お客さまにいかに「行動」させないか カスタマーサービスができること:ポイントは3つ(2/4 ページ)
お客さまにいかに行動させないか――。カスタマーサポートは引き算の接客を意識しています。「タイパ」が求められている時代に、どのようなことができるのでしょうか。
顧客体験の設計の要諦
タイパの高い顧客体験の設計として、
(1)顧客のボトルネックの把握
(2)ボトルネックの予防施策
(3)ボトルネックの解消施策
の3つが重要な検討ポイントになります。
(1)顧客のボトルネックの把握
まずは顧客がボトルネックに遭遇するタイミングをカスタマージャーニーベースで整理しましょう。そのためには「顧客理解のデータ」が必要です。顧客インタビューやコンタクトリーズン、属性データはもちろんのこと、Webサービスであれば、さらに広い顧客のサービス利活用の度合いが分かるデータを分析することで、ボトルネックを把握できます。その際、「なぜ発生するのか」「どのタイミングで発生するのか」というWhyとWhenの把握は重要になります。
(2)ボトルネックの予防施策
次に、把握したボトルネックを予防する観点で施策を洗い出します。一番効果的なのは、プロダクトやサービスそのものの改善です。ただこの手法は中長期のプロセスが必要になり、すぐに対処が難しいかもしれません。それならば、ボトルネックを先回りして、未然に防ぐサポート体制を整えることです。
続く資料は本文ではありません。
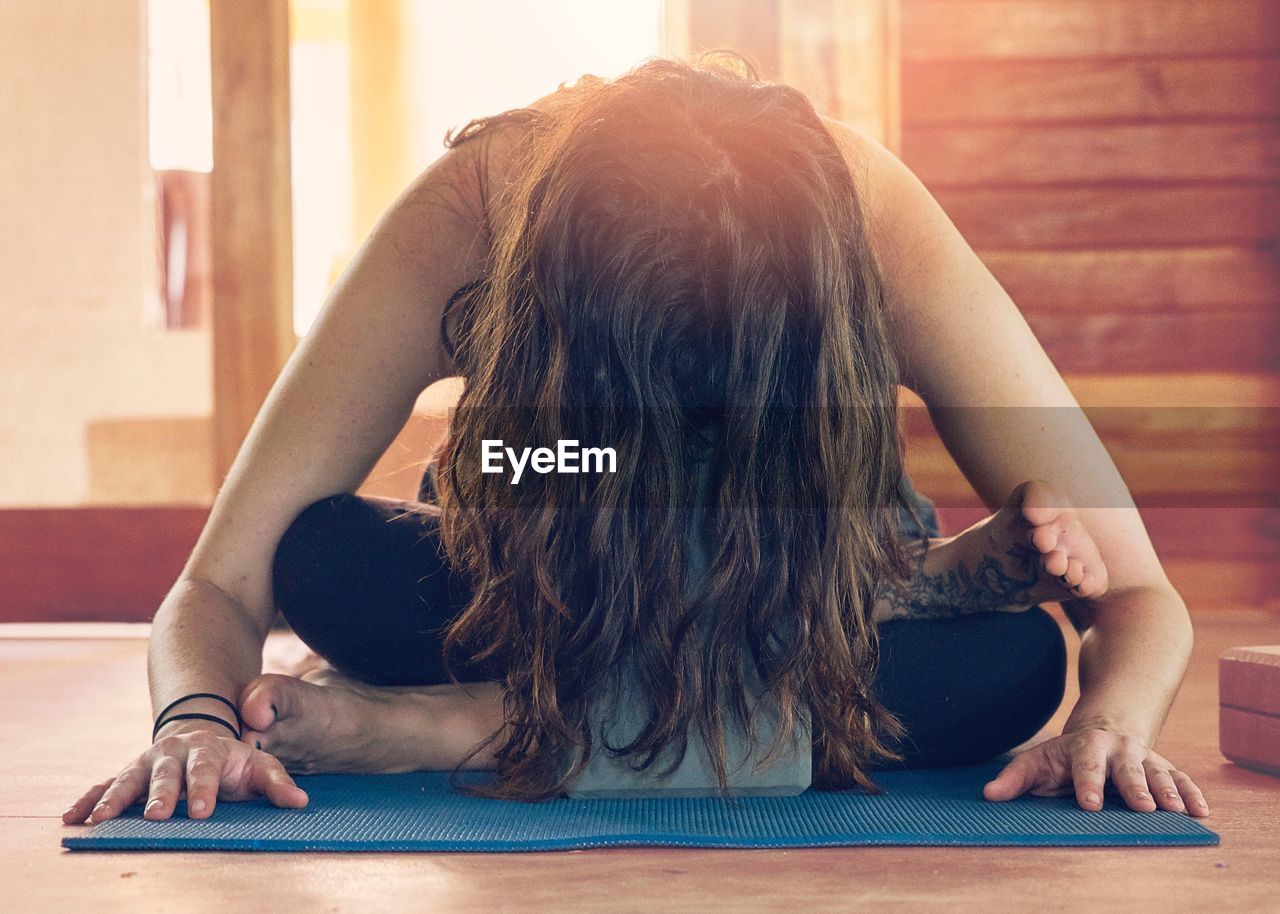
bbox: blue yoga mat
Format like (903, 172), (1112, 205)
(63, 764), (1219, 851)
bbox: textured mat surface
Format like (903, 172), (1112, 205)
(63, 764), (1217, 851)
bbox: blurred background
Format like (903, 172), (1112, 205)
(0, 0), (1280, 621)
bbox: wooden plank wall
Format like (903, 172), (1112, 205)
(900, 0), (1280, 602)
(901, 0), (1280, 373)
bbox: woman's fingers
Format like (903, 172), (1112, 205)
(250, 753), (308, 809)
(142, 755), (182, 819)
(1071, 737), (1107, 810)
(187, 746), (223, 819)
(1111, 753), (1156, 813)
(1144, 759), (1187, 813)
(88, 762), (151, 826)
(1169, 771), (1208, 818)
(63, 778), (115, 826)
(982, 748), (1048, 803)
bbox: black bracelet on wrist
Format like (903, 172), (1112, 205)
(151, 691), (244, 742)
(151, 710), (241, 742)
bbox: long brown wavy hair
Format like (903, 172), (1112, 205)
(439, 54), (910, 799)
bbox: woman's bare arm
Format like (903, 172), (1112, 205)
(828, 120), (1202, 812)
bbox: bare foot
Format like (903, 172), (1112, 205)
(956, 480), (1107, 605)
(239, 668), (502, 774)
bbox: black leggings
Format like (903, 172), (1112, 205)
(273, 483), (1066, 768)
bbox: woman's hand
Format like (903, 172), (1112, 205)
(63, 727), (307, 824)
(982, 728), (1208, 817)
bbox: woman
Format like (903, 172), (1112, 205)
(64, 59), (1208, 822)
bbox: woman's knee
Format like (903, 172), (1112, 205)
(271, 493), (367, 618)
(877, 607), (1066, 767)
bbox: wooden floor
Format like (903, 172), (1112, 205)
(0, 609), (1280, 914)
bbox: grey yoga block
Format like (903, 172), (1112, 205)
(568, 465), (813, 800)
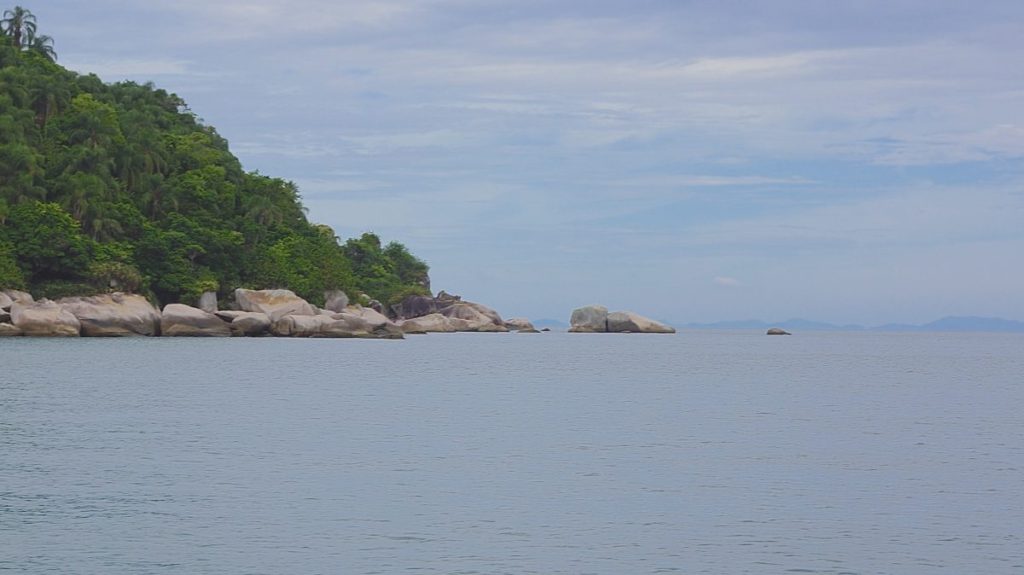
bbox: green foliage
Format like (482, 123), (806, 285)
(0, 8), (429, 303)
(32, 279), (96, 300)
(4, 202), (90, 283)
(0, 237), (25, 290)
(88, 262), (142, 294)
(344, 232), (430, 304)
シンプルに「つまづきポイント」に対して、事前説明をするコミュニケーションも役立ちます。また、顧客との「対話接点」を広く構築しておくのもよいでしょう。LINEやEメール、アプリなどが、その接点としても有効活用され始めています。
(3)ボトルネックの解消施策
ボトルネックを100%予防するというのは困難です。そのために、問題に直面した顧客に対して、「スピーディーに対処する方法」を準備します。リアルタイムに対処するのが理想で、企業側が何も対処できないのが最悪という想定でアプローチを整理します。
一般的には、チャットボットやFAQなどの活用促進がテーマになる企業が多そうです。タイパを考えるなら「顧客の労力を減らす」という観点で、チャットボットによるリアルタイム回答や、FAQによるSEO対策(グーグル検索したらサイト遷移しなくても結果が出る)例が挙げられます。
(2)(3)ともに重要なのが、企業側の力量です。ここでいう力量は、解決策を実行できる能力、という意味です。自動化の場合は、「必要なデータがそろっているか」「データを活用した仕組みを構築できるか」という企業のアセットがキーになるのでセットで考えましょう。